Let’s get the top 5 most popular uri per domain. This query uses the handy LIMIT x BY <field> function.
a8c8da069d94 :) select domain, uri, count(1) from nginx.access where domain in ('example.com', 'nestfromthebest.com', 'az.org') group by 1, 2 order by 1, 3 desc limit 5 by domain
SELECT
domain,
uri,
count(1)
FROM nginx.access
WHERE domain IN ('example.com', 'nestfromthebest.com', 'az.org')
GROUP BY
1,
2
ORDER BY
1 ASC,
3 DESC
LIMIT 5 BY domain
Query id: 2acd328c-ed82-4d36-916b-8f2ecf764a9d
┌─domain──────┬─uri────────────┬─count()─┐
│ az.org │ /about/ │ 382543 │
│ az.org │ /contacts/ │ 42066 │
│ az.org │ /category/id7 │ 2722 │
│ az.org │ /category/id14 │ 2704 │
│ az.org │ /category/id2 │ 2699 │
│ example.com │ /about/ │ 381653 │
│ example.com │ /contacts/ │ 42023 │
│ example.com │ /category/id2 │ 2694 │
│ example.com │ /category/id8 │ 2688 │
│ example.com │ /category/id13 │ 2670 │
└─────────────┴────────────────┴─────────┘
┌─domain──────────────┬─uri────────────┬─count()─┐
│ nestfromthebest.com │ /about/ │ 383377 │
│ nestfromthebest.com │ /contacts/ │ 42100 │
│ nestfromthebest.com │ /category/id8 │ 2726 │
│ nestfromthebest.com │ /category/id14 │ 2700 │
│ nestfromthebest.com │ /category/id4 │ 2696 │
└─────────────────────┴────────────────┴─────────┘
15 rows in set. Elapsed: 0.062 sec. Processed 23.97 million rows, 918.43 MB (388.35 million rows/s., 14.88 GB/s.)
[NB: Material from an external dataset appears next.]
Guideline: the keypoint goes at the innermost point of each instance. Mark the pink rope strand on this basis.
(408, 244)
Peak memory usage: 98.67 MiB.
Conclusion
ClickHouse is a great tool to store and manipulate specific data like logs at a large scale. It is definitely worth further learning, and understanding, for example, nested data structure, sampling tooling, window functions, and others
I hope you enjoyed this small article and was useful for you!